The role of Cryptococcus neoformans histone deacetylase genes in the response to antifungal drugs, epigenetic modulators and to photodynamic therapy mediated by an aluminium phthalocyanine chloride nanoemulsion in vitro

• Published in: Journal of photochemistry and photobiology. B, Biology Vol. 216; p. 112131
• Main Authors: Ranjan, Kunal, Brandão, Fabiana, Morais, José Athayde V., Muehlmann, Luís Alexandre, Silva-Pereira, Ildinete, Bocca, Anamélia Lorenzetti, Matos, Larissa Fernandes, Poças-Fonseca, Marcio José
• Format: Journal Article
• Language: English
• Published: Switzerland Elsevier B.V 01.03.2021; Elsevier BV
• Subjects: Aluminum; Amphotericin B; Antifungal agents; Antifungal drugs; Azoles; Chlorides; Cryptococcus; Cryptococcus neoformans; Cryptococcus spp; Deoxyribonucleic acid; DNA; DNA methyltransferase; Drugs; Emulsions; Epigenetic modulators; Epigenetics; Fluconazole; Fungi; Fungicides; Genes; Heterocyclic compounds; Histone deacetylase; Histone deacetylase mutants; Histone methyltransferase; Histones; Immunomodulation; Inhibitors; Modulators; Mutants; Nanoemulsions; Pathogenicity; Pathogens; Photodynamic therapy; Public health; Sodium; Sodium butyrate; Sulfamethoxazole; Synergism; Trichostatin A; Virulence; Cryptococcus spp; Photodynamic therapy; Histone deacetylase mutants; Epigenetic modulators; Synergism; Antifungal drugs
• ISSN: 1011-1344; 1873-2682
• DOI: 10.1016/j.jphotobiol.2021.112131

Cryptococcus is a globally distributed fungal pathogen that primarily afflicts immunocompromised individuals. The therapeutic options are limited and include mostly amphotericin B or fluconazole, alone or in combination. The extensive usage of antifungals allowed the selection of resistant pathogens posing threats to global public health. Histone deacetylase genes are involved in Cryptococcus virulence, and in pathogenicity and resistance to azoles in Candida albicans.

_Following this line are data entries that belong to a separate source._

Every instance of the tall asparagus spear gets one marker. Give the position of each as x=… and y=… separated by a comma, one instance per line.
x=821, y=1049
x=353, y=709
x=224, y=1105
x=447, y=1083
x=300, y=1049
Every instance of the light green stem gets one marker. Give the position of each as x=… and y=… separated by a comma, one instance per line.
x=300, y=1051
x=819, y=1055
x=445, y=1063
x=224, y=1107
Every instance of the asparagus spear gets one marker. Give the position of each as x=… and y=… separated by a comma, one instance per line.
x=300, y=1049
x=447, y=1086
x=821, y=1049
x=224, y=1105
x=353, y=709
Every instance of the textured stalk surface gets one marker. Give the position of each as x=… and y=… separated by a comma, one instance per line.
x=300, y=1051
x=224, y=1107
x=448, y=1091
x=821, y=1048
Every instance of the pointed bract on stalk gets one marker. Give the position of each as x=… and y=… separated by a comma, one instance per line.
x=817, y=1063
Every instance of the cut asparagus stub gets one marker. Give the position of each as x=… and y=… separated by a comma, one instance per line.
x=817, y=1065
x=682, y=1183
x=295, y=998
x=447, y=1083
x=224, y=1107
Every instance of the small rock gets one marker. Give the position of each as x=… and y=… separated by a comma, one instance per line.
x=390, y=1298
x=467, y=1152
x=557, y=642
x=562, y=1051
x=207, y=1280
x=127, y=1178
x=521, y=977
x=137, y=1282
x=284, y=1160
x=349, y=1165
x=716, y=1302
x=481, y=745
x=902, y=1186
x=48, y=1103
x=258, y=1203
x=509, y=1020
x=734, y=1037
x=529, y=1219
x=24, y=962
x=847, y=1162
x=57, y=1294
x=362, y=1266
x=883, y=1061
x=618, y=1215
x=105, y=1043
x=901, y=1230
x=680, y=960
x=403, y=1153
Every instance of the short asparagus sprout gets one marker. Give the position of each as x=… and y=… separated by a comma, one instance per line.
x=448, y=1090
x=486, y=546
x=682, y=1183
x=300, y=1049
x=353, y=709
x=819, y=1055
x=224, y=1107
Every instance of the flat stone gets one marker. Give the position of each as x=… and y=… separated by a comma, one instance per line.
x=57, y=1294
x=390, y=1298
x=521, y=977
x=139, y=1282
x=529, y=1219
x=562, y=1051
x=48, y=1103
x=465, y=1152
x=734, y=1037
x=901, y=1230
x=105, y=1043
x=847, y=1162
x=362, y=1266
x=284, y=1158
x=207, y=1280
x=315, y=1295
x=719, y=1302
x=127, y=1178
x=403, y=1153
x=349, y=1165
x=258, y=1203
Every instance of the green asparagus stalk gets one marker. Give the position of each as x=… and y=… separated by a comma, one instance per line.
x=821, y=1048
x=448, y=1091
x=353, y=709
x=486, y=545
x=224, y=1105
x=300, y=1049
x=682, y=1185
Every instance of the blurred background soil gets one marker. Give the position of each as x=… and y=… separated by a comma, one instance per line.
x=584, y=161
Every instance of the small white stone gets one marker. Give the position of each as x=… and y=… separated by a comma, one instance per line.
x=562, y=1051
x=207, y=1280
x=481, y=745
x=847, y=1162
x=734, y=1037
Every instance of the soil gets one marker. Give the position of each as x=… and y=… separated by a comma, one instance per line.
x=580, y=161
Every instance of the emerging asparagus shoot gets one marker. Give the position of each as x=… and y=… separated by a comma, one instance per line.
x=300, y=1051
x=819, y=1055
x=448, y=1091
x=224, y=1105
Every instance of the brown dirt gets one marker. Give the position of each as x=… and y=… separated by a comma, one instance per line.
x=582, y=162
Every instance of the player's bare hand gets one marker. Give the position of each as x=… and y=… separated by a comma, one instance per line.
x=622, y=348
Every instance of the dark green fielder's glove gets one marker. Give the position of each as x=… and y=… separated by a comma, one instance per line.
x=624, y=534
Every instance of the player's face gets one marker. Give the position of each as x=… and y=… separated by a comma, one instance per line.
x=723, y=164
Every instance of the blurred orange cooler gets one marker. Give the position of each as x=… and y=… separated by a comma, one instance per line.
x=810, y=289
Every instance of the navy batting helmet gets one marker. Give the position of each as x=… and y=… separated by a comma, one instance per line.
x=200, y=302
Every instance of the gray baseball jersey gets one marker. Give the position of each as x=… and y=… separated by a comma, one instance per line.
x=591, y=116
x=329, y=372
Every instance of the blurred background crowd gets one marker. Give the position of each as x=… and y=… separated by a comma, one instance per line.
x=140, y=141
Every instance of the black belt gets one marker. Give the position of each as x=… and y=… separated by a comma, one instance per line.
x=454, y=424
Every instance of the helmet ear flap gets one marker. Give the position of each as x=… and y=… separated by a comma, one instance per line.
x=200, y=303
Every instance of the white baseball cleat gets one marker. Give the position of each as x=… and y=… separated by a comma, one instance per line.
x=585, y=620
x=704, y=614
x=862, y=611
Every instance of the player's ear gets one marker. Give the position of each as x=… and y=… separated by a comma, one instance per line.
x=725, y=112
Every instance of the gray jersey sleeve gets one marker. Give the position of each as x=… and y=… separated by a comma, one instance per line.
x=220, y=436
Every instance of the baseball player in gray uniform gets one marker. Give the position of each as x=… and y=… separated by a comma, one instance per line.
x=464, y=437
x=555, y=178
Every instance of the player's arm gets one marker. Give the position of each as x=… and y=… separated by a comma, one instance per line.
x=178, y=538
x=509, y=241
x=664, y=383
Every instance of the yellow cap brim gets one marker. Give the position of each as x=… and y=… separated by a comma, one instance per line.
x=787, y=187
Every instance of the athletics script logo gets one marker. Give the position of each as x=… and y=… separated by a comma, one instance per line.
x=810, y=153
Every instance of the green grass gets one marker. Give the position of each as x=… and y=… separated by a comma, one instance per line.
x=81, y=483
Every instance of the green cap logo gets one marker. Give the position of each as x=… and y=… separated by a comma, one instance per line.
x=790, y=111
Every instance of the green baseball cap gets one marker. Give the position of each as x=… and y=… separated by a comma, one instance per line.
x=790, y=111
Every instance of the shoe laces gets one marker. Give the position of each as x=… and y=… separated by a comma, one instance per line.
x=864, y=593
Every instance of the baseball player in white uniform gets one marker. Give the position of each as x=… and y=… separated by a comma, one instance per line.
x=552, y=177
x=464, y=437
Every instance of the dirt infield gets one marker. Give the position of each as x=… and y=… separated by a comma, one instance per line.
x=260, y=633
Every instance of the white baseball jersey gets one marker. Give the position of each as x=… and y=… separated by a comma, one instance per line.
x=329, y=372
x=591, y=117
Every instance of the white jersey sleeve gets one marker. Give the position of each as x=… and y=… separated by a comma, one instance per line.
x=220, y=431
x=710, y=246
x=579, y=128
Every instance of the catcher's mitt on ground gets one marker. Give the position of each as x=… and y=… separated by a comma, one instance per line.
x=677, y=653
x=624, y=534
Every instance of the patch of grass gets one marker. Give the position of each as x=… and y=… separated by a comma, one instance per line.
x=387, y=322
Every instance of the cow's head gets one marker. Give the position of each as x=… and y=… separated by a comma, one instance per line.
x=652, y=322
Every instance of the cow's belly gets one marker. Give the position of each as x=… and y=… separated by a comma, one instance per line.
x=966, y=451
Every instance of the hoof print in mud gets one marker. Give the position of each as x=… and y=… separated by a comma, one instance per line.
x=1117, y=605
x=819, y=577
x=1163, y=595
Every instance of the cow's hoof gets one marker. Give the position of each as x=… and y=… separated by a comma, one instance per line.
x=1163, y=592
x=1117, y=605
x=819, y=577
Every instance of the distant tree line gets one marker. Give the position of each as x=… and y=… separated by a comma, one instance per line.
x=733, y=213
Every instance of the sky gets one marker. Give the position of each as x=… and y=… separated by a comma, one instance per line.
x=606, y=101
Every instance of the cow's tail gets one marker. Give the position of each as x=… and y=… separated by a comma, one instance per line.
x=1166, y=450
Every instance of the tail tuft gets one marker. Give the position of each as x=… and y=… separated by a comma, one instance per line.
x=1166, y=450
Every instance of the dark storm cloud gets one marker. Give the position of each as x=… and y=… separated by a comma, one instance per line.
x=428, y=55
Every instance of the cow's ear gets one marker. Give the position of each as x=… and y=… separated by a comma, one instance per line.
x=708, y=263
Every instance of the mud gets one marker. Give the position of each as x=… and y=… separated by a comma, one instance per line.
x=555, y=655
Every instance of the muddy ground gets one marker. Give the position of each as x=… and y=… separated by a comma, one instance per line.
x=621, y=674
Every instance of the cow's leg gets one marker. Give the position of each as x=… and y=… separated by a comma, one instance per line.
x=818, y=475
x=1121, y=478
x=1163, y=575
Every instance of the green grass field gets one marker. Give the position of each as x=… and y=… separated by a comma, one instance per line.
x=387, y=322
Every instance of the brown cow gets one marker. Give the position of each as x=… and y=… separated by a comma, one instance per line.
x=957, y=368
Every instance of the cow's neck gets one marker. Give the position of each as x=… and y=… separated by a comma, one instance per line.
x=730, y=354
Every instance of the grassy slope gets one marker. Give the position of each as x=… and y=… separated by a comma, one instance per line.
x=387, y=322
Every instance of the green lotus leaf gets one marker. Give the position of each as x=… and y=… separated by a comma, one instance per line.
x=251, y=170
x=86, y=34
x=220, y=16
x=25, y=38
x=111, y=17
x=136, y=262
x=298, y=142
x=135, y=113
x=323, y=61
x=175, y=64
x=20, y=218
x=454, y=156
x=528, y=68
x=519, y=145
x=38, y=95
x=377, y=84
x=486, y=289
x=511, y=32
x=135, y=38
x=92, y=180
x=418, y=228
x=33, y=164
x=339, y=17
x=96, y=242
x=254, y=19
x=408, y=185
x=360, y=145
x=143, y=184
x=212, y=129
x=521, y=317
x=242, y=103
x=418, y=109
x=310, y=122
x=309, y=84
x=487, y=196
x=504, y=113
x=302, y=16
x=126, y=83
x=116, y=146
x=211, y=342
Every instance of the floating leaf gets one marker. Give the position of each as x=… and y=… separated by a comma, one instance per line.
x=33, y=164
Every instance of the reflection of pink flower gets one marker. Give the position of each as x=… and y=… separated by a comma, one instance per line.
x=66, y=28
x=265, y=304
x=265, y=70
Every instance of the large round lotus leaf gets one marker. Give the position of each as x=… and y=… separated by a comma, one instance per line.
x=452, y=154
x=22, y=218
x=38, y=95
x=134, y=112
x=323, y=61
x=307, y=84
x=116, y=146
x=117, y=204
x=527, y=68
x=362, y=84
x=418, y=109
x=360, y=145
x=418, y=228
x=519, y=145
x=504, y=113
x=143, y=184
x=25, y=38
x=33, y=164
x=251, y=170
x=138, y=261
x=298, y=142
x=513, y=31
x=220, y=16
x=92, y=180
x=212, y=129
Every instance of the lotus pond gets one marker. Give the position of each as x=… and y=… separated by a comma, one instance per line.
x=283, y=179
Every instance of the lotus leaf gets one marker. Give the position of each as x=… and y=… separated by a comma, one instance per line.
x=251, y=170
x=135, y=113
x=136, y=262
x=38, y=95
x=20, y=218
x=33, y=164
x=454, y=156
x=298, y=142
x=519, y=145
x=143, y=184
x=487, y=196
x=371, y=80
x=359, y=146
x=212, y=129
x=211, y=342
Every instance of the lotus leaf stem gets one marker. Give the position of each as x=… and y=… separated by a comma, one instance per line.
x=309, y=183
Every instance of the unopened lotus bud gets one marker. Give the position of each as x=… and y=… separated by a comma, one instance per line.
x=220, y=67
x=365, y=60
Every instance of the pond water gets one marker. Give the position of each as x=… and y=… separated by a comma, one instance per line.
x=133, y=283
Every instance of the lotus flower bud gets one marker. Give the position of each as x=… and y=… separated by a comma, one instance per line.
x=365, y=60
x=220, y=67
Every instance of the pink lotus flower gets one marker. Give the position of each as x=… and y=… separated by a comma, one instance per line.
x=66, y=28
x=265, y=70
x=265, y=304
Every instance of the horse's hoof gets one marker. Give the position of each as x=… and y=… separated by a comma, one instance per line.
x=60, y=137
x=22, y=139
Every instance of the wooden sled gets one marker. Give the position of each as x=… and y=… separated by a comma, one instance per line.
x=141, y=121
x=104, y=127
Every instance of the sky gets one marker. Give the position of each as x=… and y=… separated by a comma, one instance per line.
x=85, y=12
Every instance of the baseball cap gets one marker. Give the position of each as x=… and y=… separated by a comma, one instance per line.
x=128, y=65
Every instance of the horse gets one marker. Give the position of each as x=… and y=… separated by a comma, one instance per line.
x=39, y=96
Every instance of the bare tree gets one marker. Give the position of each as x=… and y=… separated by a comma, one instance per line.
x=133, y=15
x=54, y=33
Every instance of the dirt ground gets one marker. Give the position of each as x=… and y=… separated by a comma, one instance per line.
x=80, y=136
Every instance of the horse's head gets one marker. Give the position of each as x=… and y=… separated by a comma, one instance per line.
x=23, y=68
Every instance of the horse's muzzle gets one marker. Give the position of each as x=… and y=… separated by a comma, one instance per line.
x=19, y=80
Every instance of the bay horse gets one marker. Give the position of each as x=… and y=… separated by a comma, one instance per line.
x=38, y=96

Aiming to assess whether histone deacetylase genes are involved in antifungal response and in synergistic drug interactions, we evaluated the activity of amphotericin B, fluconazole, sulfamethoxazole, sodium butyrate or trichostatin A (histone deacetylase inhibitors), and hydralazine or 5- aza-2′-deoxycytidine (DNA methyl-transferase inhibitors) against different Cryptococcus neoformans strains, C. neoformans histone deacetylase null mutants and Cryptococcus gattii NIH198. The drugs were employed alone or in different combinations. Fungal growth after photodynamic therapy mediated by an aluminium phthalocyanine chloride nanoemulsion, alone or in combination with the aforementioned drugs, was assessed for the C. neoformans HDAC null mutant strains. Our results showed that fluconazole was synergistic with sodium butyrate or with trichostatin A for the hda1Δ/hos2Δ double mutant strain. Sulfamethoxazole was synergistic with sodium butyrate or with hydralazine also for hda1Δ/hos2Δ. These results clearly indicate a link between HDAC impairment and drug sensitivity. Photodynamic therapy efficacy on controlling the growth of the HDAC mutant strains was increased by amphotericin B, fluconazole, sodium butyrate or hydralazine. This is the first study in Cryptococcus highlighting the combined effects of antifungal drugs, histone deacetylase or DNA methyltransferase inhibitors and photodynamic therapy in vitro. •Fluconazole resistant C. neoformans strains were more susceptible to HDAC inhibitors than the reference H99 strain.•Antifungal and epigenetic drugs acted synergistically against the C. neoformans HDAC genes deletion strains.•Our results established a clear link between HDAC impairment and increased drug susceptibility in Cryptococcus.•Amphotericin B, fluconazole, sodium butyrate, or hydralazine potentiated the PDT antimicrobial activity.